Nella mia classifica personale tra i sentimenti negativi c'è l’invidia. L'idiota è fastidioso, l'invidioso pericoloso.

Parlando di idioti, quanto le dà fastidio vedere i falsi invalidi prendersi gioco delle istituzioni. Punirli sarebbe logico in un paese civile, molto spesso chi infrange le regole non viene punito. Ci affidiamo ai “pupazzetti” di Brumotti. Cosa si può fare per far cessare questo malcostume tutto italiano?

A questo malcostume tutto italiano rispondo con un aneddoto. Ero promotore finanziario ed andai a trovare un mio cliente al Ministero X. C'era una fila di persone davanti ad una stanza d'ufficio all'interno della quale due ministeriali in orario di lavoro cucinavano della pasta che vendevano a modico prezzo ai colleghi. In fila c'era anche il funzionario di quel settore.Il pesce puzza sempre dalla testa, soprattutto in Italia.

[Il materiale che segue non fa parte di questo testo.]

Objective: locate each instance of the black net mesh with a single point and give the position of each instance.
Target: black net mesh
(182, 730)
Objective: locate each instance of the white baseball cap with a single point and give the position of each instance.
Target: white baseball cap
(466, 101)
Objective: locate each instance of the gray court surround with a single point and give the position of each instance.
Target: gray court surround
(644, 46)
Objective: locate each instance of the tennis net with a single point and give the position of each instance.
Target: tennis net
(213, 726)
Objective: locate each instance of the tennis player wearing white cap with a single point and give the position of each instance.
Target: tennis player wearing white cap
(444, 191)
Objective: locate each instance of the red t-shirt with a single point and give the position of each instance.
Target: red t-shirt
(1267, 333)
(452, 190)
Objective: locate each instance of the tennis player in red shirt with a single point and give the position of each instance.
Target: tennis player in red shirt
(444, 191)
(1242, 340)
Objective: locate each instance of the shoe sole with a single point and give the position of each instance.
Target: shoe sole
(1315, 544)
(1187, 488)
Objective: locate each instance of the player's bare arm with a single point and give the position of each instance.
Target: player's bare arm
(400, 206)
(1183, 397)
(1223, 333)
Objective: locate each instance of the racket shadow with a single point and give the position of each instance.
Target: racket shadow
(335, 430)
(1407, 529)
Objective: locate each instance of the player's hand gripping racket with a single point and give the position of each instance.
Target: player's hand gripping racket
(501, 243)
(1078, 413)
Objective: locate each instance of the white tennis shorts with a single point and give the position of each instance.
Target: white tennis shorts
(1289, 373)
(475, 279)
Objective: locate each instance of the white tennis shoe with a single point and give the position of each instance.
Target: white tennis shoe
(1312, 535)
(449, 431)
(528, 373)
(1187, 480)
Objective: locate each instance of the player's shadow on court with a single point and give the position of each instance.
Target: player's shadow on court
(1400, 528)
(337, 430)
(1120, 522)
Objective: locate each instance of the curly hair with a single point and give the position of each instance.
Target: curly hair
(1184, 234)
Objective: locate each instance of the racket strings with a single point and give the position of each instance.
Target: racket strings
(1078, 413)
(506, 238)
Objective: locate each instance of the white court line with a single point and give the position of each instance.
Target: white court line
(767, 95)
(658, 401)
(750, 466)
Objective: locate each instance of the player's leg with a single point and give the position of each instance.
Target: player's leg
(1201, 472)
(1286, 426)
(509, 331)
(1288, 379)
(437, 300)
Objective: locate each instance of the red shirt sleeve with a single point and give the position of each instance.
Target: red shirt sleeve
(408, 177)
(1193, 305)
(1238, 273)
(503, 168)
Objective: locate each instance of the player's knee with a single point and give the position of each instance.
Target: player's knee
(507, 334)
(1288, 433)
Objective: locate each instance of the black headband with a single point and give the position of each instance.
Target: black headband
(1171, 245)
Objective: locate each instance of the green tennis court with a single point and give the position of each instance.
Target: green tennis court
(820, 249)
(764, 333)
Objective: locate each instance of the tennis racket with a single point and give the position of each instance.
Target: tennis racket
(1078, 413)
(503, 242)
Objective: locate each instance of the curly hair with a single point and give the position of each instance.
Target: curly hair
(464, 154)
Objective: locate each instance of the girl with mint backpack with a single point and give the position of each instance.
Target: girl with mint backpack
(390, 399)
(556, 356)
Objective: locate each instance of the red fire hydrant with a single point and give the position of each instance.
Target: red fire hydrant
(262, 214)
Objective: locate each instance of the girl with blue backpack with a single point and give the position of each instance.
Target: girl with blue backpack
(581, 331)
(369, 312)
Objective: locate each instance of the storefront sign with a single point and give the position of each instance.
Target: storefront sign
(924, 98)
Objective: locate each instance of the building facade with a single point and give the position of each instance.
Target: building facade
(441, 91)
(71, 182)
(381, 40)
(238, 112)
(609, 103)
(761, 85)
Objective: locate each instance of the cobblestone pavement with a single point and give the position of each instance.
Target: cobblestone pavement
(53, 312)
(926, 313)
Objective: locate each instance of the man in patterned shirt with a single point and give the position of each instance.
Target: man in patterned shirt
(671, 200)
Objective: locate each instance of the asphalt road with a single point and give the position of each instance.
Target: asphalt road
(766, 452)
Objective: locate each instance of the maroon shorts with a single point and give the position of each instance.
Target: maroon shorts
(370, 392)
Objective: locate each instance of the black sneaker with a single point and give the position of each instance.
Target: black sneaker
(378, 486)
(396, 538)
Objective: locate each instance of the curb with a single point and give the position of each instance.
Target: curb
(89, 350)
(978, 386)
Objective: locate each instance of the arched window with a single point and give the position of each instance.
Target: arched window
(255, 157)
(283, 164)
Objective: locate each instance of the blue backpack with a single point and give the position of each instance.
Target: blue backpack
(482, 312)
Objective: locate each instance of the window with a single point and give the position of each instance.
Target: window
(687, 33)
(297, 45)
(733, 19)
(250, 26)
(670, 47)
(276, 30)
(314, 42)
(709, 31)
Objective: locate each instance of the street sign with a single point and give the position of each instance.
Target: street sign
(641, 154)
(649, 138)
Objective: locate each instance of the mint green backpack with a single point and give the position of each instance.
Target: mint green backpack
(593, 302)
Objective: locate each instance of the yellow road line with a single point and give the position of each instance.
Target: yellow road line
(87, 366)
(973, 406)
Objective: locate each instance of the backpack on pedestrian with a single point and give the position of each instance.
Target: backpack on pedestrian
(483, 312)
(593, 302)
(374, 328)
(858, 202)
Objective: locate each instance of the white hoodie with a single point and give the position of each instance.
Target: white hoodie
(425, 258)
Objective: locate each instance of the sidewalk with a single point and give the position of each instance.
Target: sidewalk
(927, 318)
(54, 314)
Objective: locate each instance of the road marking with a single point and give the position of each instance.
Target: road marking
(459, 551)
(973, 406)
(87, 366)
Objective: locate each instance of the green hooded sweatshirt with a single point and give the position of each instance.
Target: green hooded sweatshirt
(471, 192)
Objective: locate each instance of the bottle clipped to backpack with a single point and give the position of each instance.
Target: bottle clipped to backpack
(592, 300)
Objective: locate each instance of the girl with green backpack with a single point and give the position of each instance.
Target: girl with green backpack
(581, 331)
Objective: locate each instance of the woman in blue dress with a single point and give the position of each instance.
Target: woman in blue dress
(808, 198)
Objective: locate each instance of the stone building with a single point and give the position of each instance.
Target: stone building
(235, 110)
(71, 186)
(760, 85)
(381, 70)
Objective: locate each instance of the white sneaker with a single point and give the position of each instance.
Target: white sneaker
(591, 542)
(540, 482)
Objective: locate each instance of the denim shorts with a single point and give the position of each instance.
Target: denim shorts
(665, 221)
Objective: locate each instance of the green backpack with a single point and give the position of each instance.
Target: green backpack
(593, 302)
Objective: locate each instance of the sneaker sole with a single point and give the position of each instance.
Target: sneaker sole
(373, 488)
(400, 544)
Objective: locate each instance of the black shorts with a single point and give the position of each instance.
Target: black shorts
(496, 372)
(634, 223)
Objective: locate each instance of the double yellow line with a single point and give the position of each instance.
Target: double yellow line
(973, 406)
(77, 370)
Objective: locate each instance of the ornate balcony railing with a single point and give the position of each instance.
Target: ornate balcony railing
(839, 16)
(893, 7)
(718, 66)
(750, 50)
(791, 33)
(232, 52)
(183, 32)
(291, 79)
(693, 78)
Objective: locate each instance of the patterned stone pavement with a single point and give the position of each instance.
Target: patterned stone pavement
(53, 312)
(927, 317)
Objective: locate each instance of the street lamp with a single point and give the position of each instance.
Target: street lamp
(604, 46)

In Italia sono stati appena comunicati i nomi dei Presidenti di Camera e Senato. Secondo lei il prossimo governo faticherà a portare avanti gli intenti dei due partiti “vincenti”? Non crede che dovrà essere nuovamente cambiata la legge elettorale?

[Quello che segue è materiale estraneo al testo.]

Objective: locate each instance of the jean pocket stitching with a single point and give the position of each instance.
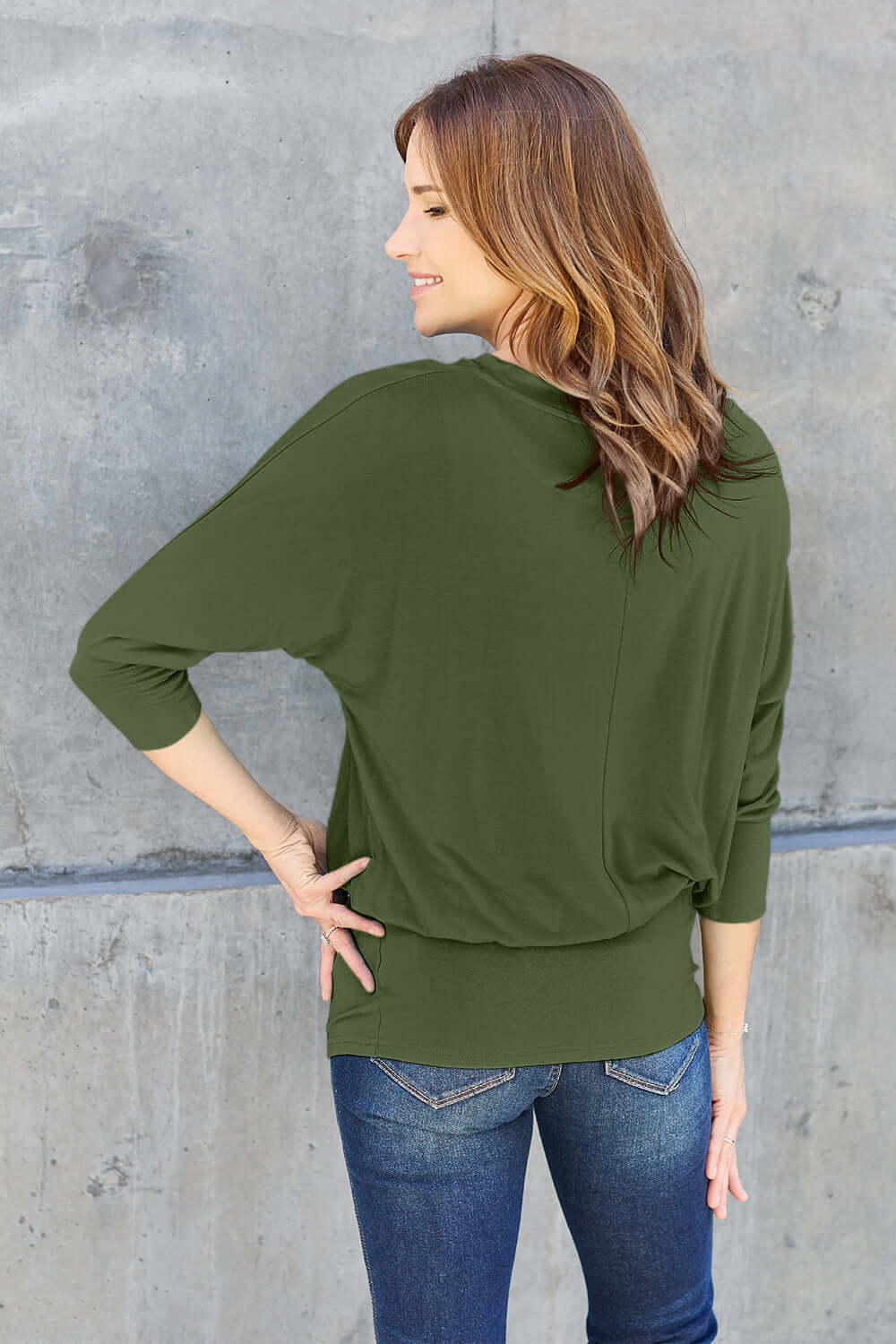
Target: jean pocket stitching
(614, 1069)
(450, 1098)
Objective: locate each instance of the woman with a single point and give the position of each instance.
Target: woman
(562, 742)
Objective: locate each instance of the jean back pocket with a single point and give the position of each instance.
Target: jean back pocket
(441, 1085)
(659, 1072)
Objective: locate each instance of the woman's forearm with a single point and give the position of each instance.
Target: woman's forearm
(203, 763)
(727, 961)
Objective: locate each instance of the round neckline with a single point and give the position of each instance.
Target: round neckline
(524, 382)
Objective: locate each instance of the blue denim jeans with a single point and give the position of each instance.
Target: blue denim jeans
(437, 1160)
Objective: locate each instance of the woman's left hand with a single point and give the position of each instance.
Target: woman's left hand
(728, 1109)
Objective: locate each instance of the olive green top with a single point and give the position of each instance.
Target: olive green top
(551, 762)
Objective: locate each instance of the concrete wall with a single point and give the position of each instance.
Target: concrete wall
(193, 244)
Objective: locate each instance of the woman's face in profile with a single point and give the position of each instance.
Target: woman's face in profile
(468, 295)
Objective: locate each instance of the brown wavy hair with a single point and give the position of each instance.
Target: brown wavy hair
(546, 172)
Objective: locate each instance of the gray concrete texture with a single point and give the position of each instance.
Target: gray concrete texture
(193, 244)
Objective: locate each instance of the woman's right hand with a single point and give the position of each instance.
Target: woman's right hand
(298, 860)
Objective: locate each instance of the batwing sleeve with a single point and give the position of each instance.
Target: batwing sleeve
(745, 886)
(266, 566)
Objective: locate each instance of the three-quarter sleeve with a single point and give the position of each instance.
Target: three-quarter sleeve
(745, 879)
(268, 566)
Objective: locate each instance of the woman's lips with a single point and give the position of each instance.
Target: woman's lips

Anni fa la politica mi appassionava e la seguivo molto. Con l'avvento di mr Park per molto tempo ho pensato ad altro. Riaccendendo la tv dopo anni e riascoltando i nostri politici rimasi basito, le stesse identiche parole.Non so se i due partiti troveranno la giusta sintesi, quello che so è che l'idea è morta da tempo e con essa l'ideologia, che la Nostra è una “democratura” e, come disse Mark Twain, "Se votare facesse qualche differenza non ce lo lascerebbero fare".